Chapitre 2 : Cadre théorique et cadre d’investigation

2.1 Cadre théorique

2.1.1 Théorie de l’activité

2.1.1.1 Apprentissage expansif et les notions d’activité, d’actions et d’opérations

L’apprentissage expansif est fortement lié à la zone de développement proximal, lorsque celle-ci est comprise comme un espace ouvert de possibilités et ne se limite plus à la zone individuelle, mais est transposée au niveau collectif (Ploettner et Tresseras, 2016). Ce type d’apprentissage implique chez les individus une reconceptualisation de ce qu’est l'activité, de ce à quoi elle sert et aussi de son motif (Sannino, Engeström et Lahikainen, 2016).
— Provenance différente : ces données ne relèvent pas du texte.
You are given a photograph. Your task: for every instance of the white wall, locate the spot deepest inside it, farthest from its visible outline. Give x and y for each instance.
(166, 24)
En effet, l'apprentissage expansif est un processus dans lequel les apprenants procèdent à des analyses et à des expérimentations pour transformer l'objet de leur activité (Engeström, 2015).

Les différentes études appuyées sur cette théorie peuvent être regroupées en six catégories : transformation de l'objet, mouvement dans la zone de développement proximal, cycle des actions de l’apprentissage expansif, passage de frontière et de construction de réseau, mouvement distribué et discontinu, et interventions formatives (Engeström et Sannino, 2010). Cette théorie repose sur deux principes épistémologiques: la double stimulation et le mouvement de l’ascension de l’abstrait vers le concret. Cependant, avant de présenter ces deux principes, nous expliciterons d’abord les concepts d’activité, d’action et d’opération tels qu’ils sont documentés dans la littérature en lien avec l’apprentissage expansif.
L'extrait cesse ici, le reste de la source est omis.